LSLD threatening professional learning

Nicole Calnan
Country Organiser

The massive prices schools are being charged for teachers’ professional learning by the Department of Education and Communities are hindering teachers’ access to courses.

At the introduction of the Local Schools, Local Decisions policy principals and teachers were assured by the Department that despite cuts to consultants and curriculum leaders, schools would continue to have access to quality programs from their employer and indeed that schools would have greater flexibility to meet the needs of their school communities. Instead, there have been reports that Directors have informed principals that the region will now simply “broker” professional learning opportunities to suit their school’s needs.

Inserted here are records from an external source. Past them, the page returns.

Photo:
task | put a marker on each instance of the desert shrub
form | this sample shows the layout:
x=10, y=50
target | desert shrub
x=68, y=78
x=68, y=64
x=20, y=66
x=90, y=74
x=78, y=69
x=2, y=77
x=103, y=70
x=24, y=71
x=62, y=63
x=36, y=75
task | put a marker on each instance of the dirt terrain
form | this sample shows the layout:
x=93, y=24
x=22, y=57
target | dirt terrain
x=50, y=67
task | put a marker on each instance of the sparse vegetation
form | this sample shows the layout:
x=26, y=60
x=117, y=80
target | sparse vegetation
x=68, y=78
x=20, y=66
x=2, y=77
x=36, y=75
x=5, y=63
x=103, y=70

Schools, in particular primary schools, are reporting a blowout in charges for these brokered literacy and numeracy courses. For example, the training for L3 (Language, Learning and Literacy), once provided free of charge to schools (excluding teacher relief costs), is now quoted at an “approximate” $5376 per teacher. For teachers wishing to complete the second year of the two-year L3 course, the cost is $2600 per teacher. For L3 Stage 1, the cost is $5266 per teacher. The cost for the Focus on Reading Trainer course is $4690 per teacher and $3591 per teacher for the Ten program.

As a consequence of the huge course costs, some teachers have been told that if they wish to complete the second year of the L3 course, they will have to pay for it themselves as the school’s professional learning budget will not cover the expense. Without consultation, others have been told to complete the training out of school hours. Some schools aren’t training any more teachers because they just can’t stretch their professional learning or literacy and numeracy budgets that far.

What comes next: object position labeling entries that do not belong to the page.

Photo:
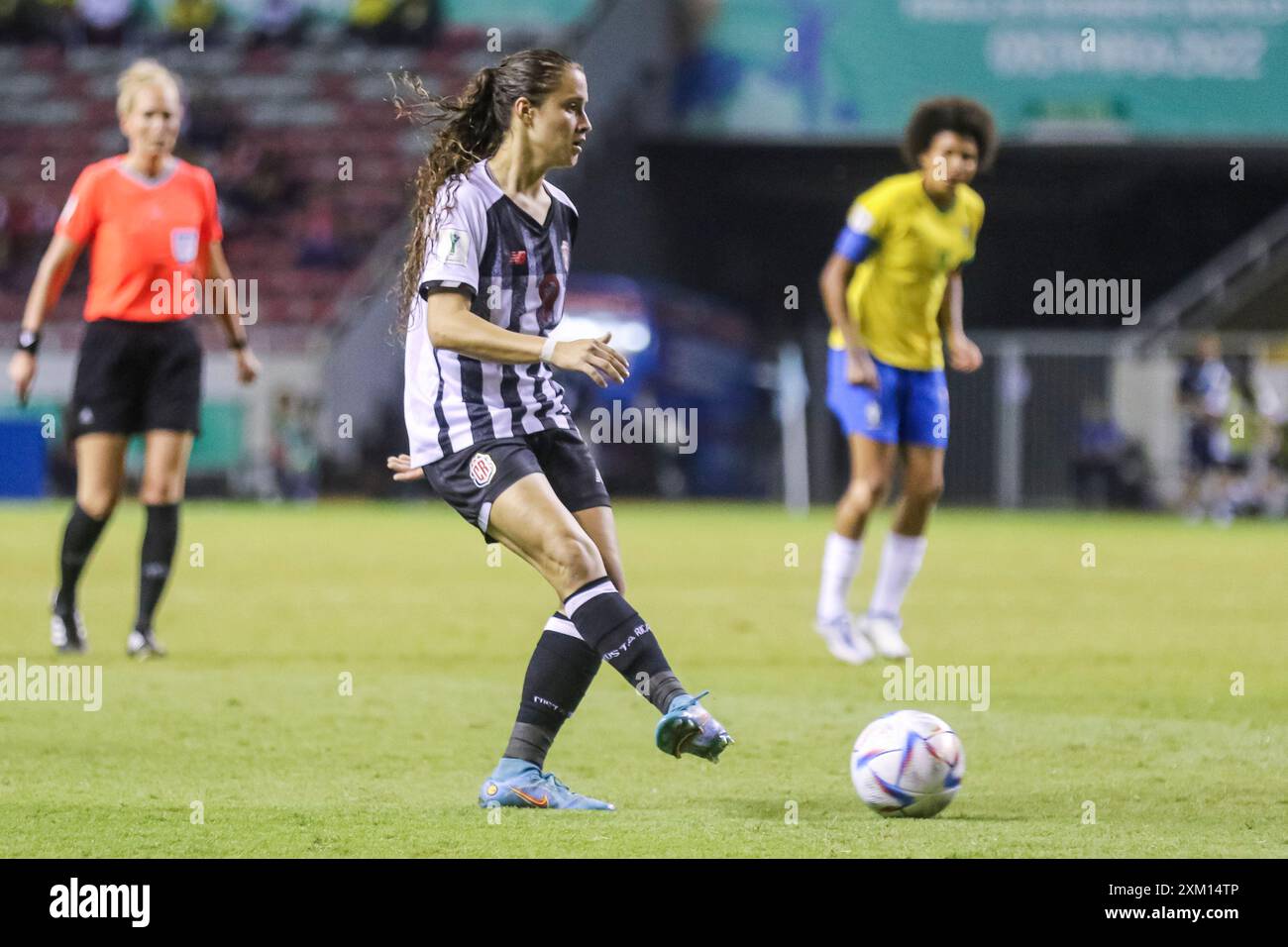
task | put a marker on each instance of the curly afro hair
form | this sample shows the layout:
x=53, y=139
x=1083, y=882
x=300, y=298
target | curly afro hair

The literacy and numeracy component of school budgets have increased but do not offset the costs being charged by the Department. Schools should not expect teachers to pay for these courses themselves. Nor should schools design alternatives that result in a significant increase in teacher workload by planning for training to occur outside of school hours. Alternative arrangements for the delivery of teachers’ professional learning should be made in consultation with teachers.

Teachers facing unacceptable demands should speak to their Federation Workplace Committee and contact their local Organiser.

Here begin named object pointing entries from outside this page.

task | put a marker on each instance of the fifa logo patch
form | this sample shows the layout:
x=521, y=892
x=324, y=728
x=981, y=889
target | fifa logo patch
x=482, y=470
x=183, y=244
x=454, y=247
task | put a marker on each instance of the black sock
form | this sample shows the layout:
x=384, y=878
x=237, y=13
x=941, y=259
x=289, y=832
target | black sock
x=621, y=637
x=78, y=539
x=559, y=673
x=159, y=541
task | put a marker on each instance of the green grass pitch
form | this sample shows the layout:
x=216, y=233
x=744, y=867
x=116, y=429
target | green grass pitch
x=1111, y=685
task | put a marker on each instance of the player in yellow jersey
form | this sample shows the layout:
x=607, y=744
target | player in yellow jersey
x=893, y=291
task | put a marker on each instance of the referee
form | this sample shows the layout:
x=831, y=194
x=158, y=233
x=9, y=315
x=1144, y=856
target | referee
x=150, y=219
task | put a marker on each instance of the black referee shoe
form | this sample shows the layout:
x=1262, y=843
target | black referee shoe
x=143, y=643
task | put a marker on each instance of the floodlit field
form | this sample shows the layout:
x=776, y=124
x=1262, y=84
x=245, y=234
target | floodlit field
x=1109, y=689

In response to a petition against cuts at the Department lodged by Wollongong MP Noreen Hay in March 2013, the Minister for Education Adrian Piccoli stated: “Teachers in government schools will be quarantined from these reductions.” What is evident is that the number of teachers in schools may not have been reduced, but far from being quarantined, teachers are now paying the price for this reduction in services as schools struggle to find ways to provide meaningful professional learning for their teachers.

Local Schools, Local Decisions is not delivering the support schools need and want. The ultimate casualties are the students who would have benefited greatly from their teachers’ experience in these programs.

Schools should work together to ensure their local Member of Parliament is aware of the impact Local Schools, Local Decisions and full cost recovery for Department courses is having on their schools.

Schools need the Department to have regional Education Services Teams that are able to deliver quality and affordable professional learning opportunities for teachers rather than operating in full cost recovery mode.

Learning team

The Department’s Professional learning policy for schools requires that “schools establish a professional learning team to plan, implement and evaluate the professional learning component of the endorsed school plan”.